Burger: It really runs the gamut. Digital has become such a big word that digital itself has almost lost meaning. Consultants have probably played a great role in doing that. We've focused our digital initiatives. First of all we made the decision that digital isn't some service line we do, it's everything we do. Every one of our customers and their industries is going to go through profound changes in the next 3 years, 5 years, 10 years based on companies being created, technologies being introduced, ideas that are being asked on a constant basis. We've basically decided that our business is digital. It isn't digital and some other thing; our consulting business is really around digital.

Consulting: What are some of the biggest market opportunities you're seeing? 

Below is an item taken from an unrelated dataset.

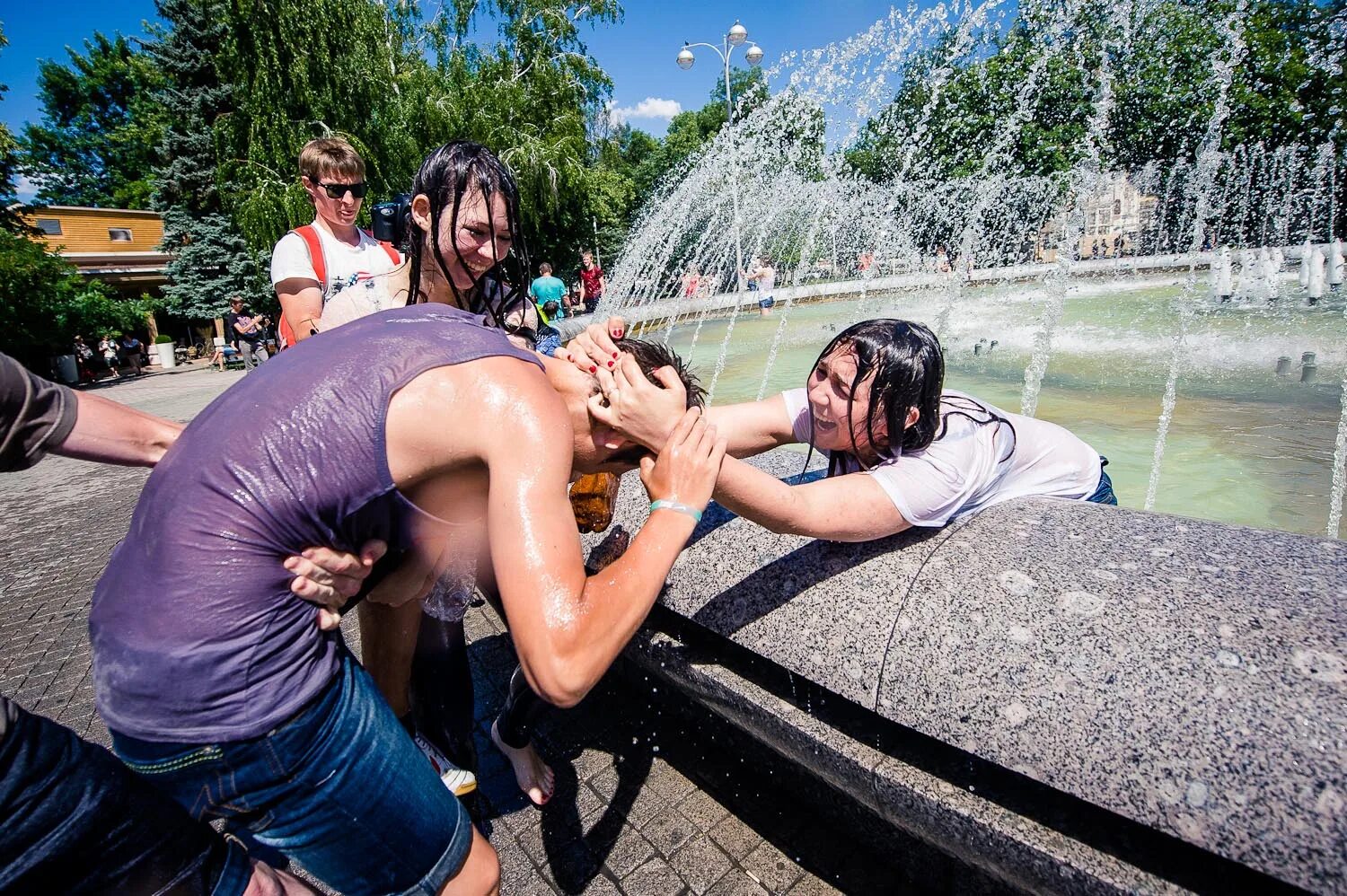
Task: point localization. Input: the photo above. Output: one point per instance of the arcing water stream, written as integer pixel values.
(1061, 293)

Burger: Cybersecurity is obviously a huge one. We're making sure we're in that market in a big way. From my vantage point I see it as a fantastic consulting market. If you look out a decade from now it's not hard to imagine keeping companies secure becoming a bigger business than integrating their systems. There's a whole legion of people who are not in that market who will need to be to make even the smallest predictions of where it might grow. Going and figuring out how to get value from SaaS implementations as IT and systems become more disposable, tools you may use temporarily may ultimately unsubscribe to, how do you create the right process context and think of it from a value realization aspect rather than just a technology implementation aspect. We have a big business in digital customer experience, that's roughly where we're seeing about half of our clients' investment, so there's a whole lot around rethinking how a customer is relating to you with all the modern channels and how they need to integrate. Changing business models and creating various revenue models in new ways that haven't been thought about. Finally change management is the other piece. There's a fairly well-established body of knowledge and people in the industry that are good at going in and figuring out how to do a three-year change program. But what happens when the three-year change program is really 36 different one-month change programs? And how do you build in the knowledge inside a client organization so they can change more on a constant basis rather than an event basis? The opportunities in this world are all over the place.

Consulting: What are some of the biggest challenges for companies undertaking digital initiatives?

Burger: You can miss on either end. By ignoring it, 'our industry's not changing, we're doing fine.' The initiatives become more like hobbies. There are companies that treat this as a side thing to pay attention to, not central to the change. The other end of it though is there are clients that dip into a bit of everything and don't necessarily tie it down to who they are as a business. They go almost too far and have a distraction problem. The world's changing so fast you catch up pretty quickly by just being the one paying attention today. There are opportunities out there in every industry and every market that are changing. The advantage from knowing the difference between what's noise, what's opportunity, what's a threat and what to do about it I think is going to really differentiate our clients. That's the center of our positioning now.